– Так, значит, они узнали обо всем от владыки, – задумчиво промолвил князь Роман. – Ну, тогда дело не так уж плохо. Я боялся ханских соглядатаев или доносчиков…
– Болху-Тучигэн тебя очень хвалил, великий князь! Ты ему особенно понравился после этой встречи и разговора с государем. Все очень хорошо получилось! Болху даже трижды сказал: – Якши!
– Царь предлагал мне перейти в их мусульманскую веру! – грустно молвил князь Роман. – Я еле отговорился! Боялся, что татарский царь обидится. Но, вроде бы, выкрутился…Чудно, что воевода Ногай все еще в своей прежней вере! И считает христианство самой лучшей долей! Даже государя не боится!
– А чего ему бояться? – усмехнулся Лепко Ильич. – Он же – брат государя, пусть и не родной! Полное имя этого воеводы – Ису-Ногай – он сын царевича Тутара. А этот Тутар был сыном некого Бувала, брата царей Бату и Берке. У их батюшки, я не помню его имя, хотя мне говорил Болху, было много жен. А от них – немало детей. И тот Бувал родился от одной из молодых жен или наложницы. А поэтому дедушка Ногая был братом тех великих царей, но только по батюшке! А Тутар был в большом почете у царя Берке, он ходил с ним в боевые походы и не раз назначался ордынским послом. Он и погиб он рук злодеев, когда был в царском посольстве! А вот Мэнгу-Тимур есть сын Тагана, а тот был сыном самого Бату-хана. Царь Берке любил Ногая больше, чем Мэнгу! Он даже простил Ногаю, что тот не захотел принять его мусульманскую веру! Как его батюшка Тутар, Ногай питал любовь к христианству: если где достанет икону, так сразу же повесит ее в своей юрте, а увидит православную книгу – с превеликим любопытством ее рассматривает…Однако же это все несерьезно, одно любопытство. Ногая не увидишь в православной церкви…И вот, несмотря на свое упрямство, Ногай получил не только высокое место темника, но и славу великого человека по всей Орде! Как мне сказал Болху-Тучигэн, темниками в Золотой Орде могут быть только царевичи.

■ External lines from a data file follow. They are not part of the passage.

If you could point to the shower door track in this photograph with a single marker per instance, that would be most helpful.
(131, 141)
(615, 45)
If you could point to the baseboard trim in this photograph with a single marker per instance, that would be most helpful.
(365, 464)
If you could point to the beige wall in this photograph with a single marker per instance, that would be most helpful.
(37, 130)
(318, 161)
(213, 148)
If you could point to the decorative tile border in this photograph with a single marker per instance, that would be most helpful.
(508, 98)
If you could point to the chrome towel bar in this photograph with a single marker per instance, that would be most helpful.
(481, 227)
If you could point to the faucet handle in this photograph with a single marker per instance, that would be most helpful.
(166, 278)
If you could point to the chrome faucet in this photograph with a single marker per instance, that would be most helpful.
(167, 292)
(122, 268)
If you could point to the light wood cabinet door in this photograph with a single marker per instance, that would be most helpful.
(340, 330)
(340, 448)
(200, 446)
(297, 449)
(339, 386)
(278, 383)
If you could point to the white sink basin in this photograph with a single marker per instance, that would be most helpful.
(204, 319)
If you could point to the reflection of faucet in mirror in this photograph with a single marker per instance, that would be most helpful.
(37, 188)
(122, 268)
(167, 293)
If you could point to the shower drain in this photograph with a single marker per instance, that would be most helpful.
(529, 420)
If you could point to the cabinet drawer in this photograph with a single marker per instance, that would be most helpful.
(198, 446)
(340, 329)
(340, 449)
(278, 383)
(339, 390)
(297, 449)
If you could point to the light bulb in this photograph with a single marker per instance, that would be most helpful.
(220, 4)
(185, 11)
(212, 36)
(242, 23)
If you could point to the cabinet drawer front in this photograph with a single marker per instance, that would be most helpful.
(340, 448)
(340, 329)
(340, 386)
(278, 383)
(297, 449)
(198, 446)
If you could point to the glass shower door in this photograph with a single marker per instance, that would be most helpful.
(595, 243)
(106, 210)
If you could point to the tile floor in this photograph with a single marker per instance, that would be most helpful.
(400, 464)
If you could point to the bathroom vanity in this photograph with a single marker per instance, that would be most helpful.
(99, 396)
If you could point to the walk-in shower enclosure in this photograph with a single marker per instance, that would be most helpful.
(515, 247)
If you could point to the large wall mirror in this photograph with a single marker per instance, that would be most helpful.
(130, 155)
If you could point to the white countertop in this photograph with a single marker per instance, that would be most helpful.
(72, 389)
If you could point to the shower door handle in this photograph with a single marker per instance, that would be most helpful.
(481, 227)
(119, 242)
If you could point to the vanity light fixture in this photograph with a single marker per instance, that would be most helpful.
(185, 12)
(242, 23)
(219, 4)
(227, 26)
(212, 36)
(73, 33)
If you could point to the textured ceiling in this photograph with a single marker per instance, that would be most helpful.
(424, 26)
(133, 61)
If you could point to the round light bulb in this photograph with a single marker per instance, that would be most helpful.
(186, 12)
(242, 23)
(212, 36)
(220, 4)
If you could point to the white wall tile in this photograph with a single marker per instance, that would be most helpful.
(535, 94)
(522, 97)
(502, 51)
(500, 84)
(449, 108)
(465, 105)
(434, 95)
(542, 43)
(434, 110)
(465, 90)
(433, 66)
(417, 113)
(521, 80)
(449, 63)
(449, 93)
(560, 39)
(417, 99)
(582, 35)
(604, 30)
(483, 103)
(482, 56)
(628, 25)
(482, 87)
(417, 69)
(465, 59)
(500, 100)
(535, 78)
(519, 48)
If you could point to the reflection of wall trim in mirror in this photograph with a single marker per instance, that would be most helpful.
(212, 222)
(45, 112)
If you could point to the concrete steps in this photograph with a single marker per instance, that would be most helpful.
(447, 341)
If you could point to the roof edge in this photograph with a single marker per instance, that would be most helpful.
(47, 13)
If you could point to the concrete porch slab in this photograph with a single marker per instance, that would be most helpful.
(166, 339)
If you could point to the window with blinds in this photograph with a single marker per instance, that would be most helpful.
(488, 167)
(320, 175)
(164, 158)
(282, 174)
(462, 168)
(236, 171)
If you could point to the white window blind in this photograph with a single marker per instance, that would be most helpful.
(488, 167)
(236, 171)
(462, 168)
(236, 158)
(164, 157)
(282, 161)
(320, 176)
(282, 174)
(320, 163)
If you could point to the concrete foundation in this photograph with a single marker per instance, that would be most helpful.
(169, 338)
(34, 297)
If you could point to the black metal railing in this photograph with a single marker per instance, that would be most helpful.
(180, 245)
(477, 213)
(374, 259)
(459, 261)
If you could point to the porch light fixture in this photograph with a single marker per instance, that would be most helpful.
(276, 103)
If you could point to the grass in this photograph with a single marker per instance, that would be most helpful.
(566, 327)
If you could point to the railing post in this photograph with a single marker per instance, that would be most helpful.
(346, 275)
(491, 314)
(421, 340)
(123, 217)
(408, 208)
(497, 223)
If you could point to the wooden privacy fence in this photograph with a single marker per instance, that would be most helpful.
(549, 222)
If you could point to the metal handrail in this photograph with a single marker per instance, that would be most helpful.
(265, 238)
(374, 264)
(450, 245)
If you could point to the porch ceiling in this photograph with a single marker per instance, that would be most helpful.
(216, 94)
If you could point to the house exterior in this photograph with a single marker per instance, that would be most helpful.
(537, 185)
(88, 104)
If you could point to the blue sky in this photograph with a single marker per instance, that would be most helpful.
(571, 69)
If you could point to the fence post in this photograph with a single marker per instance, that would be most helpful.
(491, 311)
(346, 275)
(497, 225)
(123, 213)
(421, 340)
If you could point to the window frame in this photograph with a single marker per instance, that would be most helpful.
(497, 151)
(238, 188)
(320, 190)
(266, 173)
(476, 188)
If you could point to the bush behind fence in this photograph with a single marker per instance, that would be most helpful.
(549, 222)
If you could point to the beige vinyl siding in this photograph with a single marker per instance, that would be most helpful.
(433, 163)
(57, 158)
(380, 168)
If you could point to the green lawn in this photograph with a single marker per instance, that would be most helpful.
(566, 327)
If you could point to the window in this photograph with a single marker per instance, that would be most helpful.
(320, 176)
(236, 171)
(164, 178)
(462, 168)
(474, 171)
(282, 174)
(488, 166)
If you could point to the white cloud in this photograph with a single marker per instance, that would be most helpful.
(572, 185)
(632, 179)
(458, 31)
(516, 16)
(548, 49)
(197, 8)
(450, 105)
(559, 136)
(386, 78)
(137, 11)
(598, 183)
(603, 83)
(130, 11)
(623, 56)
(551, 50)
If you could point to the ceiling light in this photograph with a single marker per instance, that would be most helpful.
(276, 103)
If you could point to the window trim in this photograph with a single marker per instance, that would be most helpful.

– А мне говорил владыка Митрофан, что воевода Ногай женат на любимой дочери покойного царя Берке! Поэтому-де и возвысился! – покачал головой князь Роман.
– Это не так, великий князь, – махнул рукой Лепко. – У покойного царя Берке, как мне говорил Болху, никто из детей не выжил…Кто умер от поветрия, а кто болезненным родился…У этого мудрого царя было очень хилое потомство. Воевода же Ногай был женат на какой-то знатной татарке. Княжеского рода. А вот как ее звали, не помню. Она уже умерла, и Ногай нынче вдовец.
– Ну, ладно, Лепко, давай-ка мы с тобой разойдемся: пора спать, – подвел итог беседе брянский князь. – Завтра я буду собираться в поход с царевичем Ногаем. А ты погости еще тут и покрепче подружись с этим с вельможей Болху-Тучигэном и его сыном. А потом поедешь назад, в Брянск. Я оставлю тебе воинов для охраны в дороге. А сам уже в Сарай не вернусь: после завершения боевого похода пойду прямо на Брянск.
ГЛАВА 2
ПРОЩАНИЕ С КНЯЗЕМ ВАСИЛИЕМ
В просторной, ярко освещенной восковыми свечами церкви Пресвятой Богородицы собралось великое множество народа. Отпевали скоропостижно скончавшегося князя Василия Романовича Волынского.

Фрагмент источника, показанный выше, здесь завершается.